Aurich - Fünf Comedians, fünf Orte und fünf Auftritte. Das ist das Konzept der Komischen Nacht, die am Donnerstag zum zweiten Mal in Aurich stattfand. Für viele war es die erste richtige Veranstaltung in der Corona-Pandemie, nach Lockdowns, ohne größere Abstände und in geselliger Stimmung. Auch für die Comedians. „Ich hatte schon ein paar Auftritte in meiner Heimatstadt in Köln, aber richtig für Auftritte reisen, war bisher eher selten. Hier in Aurich zu sein, vor Publikum zu spielen, das da ist und Lust hat, fühlt sich sehr gut an“, sagt Comedian Keirut Wenzel im Gespräch mit der Redaktion.
Schiffsmann und Comedian Nagelritz sprang für Jonas Greiner ein und heizte den Gästen in der Pinte mit Seemansgarn und seinem Akkordeon ordentlich ein.
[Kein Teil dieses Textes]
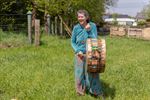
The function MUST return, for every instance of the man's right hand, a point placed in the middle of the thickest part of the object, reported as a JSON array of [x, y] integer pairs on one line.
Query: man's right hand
[[87, 27], [80, 55]]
Auch Gastronom Arno Fecht, Betreiber der Pinte in Aurich, ist zufrieden mit dem Abend. Dennoch hat er gemerkt, dass das Publikum immer noch die letzten zwei Jahre im Hinterkopf hatte: „Man hat schon gemerkt, dass die Zuschauer am Anfang etwas verhaltener waren. Sie haben gelacht, aber geklatscht wurde weniger. Im Laufe des Abends haben sich aber alle immer mehr entspannt und konnten den Abend genießen.“ Schlussendlich habe man gemerkt, dass die Menschen die kulturelle Atmosphäre vermisst haben. Unter den Gästen, die in die Auricher Pinte gekommen waren, waren übrigens auch Wiederholungstäter, die bereits bei der ersten Komischen Nacht in Aurich vor drei Jahren dabei gewesen waren und sich diese auch nicht entgehen lassen wollten.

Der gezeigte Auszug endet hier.